Here's an alternative that isolates the additional (statsmodels and scipy and their dependencies in this case) in a directory:
export SING_PY_DIRS=~/singularity_tf_pylibs
mkdir ${SING_PY_DIRS}
SINGULARITYENV_PYTHONPATH=${SING_PY_DIRS} singularity exec --nv \
tf-gpu.simg pip install -t ${SING_PY_DIRS} statsmodels scipy
Now when you want to run Python inside the container, make sure to set SINGULARITYENV_PYTHONPATH
(which sets PYTHONPATH
inside the container, such that Python knows where to find the packages you've just installed), for example:
SINGULARITYENV_PYTHONPATH=${PYTHONPATH} singularity run --nv tf-gpu.simg
You'll need access to a machine where you have administrative privileges (i.e., 'root' access).
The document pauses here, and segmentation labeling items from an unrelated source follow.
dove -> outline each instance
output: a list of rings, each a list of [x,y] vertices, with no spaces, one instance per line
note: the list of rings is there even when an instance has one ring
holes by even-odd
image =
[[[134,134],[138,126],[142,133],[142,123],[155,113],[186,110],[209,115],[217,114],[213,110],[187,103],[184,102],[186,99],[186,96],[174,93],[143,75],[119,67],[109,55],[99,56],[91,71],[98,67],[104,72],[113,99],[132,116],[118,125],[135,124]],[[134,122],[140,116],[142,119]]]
sudo singularity build tf-gpu.simg tf-gpu-1.15.2.def
Alternatively (i.e., without any special privileges), if you're using a newer version of Singularity, you may be able to build the container via Sylabs Cloud Remote Builder, like this:
singularity build --remote tf-gpu.sif tf-gpu-1.15.2.def
You'll need to create an account with Sylabs Cloud. More details are here.
This should work for Tensorflow versions up through 2.1.0 and may work for later versions, provided the CUDA version that a given Tensorflow version needs can use the current NVIDIA driver on Savio (440.44 as of January 2020).
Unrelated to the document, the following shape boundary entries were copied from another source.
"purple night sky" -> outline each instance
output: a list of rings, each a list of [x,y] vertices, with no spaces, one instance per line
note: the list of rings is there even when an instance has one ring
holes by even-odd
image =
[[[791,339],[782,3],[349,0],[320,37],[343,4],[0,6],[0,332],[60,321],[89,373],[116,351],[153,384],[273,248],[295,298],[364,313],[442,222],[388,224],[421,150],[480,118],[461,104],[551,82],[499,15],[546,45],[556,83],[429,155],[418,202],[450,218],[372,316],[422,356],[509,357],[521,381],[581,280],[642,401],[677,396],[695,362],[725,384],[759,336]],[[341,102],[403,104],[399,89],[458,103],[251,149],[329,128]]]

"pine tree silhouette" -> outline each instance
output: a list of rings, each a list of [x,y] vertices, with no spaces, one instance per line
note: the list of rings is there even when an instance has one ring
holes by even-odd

These instructions should work for both savio2_gpu and savio2_1080ti nodes. Note that building the container off of nvcr.io/nvidia/tensorflow:18.02-py3 as done in [https://github.com/ucberkeley/brc-cyberinfrastructure] in the deep-learning-singularity directory will only work on savio2_1080ti.
Also, I tried to get the container to start Jupyterhub via instance.start but couldn't figure out how to write out the Jupyter URL to a file accessible to the user, nor to print to the screen.
These materials inherit from work by Nicolas Chan and Oliver Muellerklein.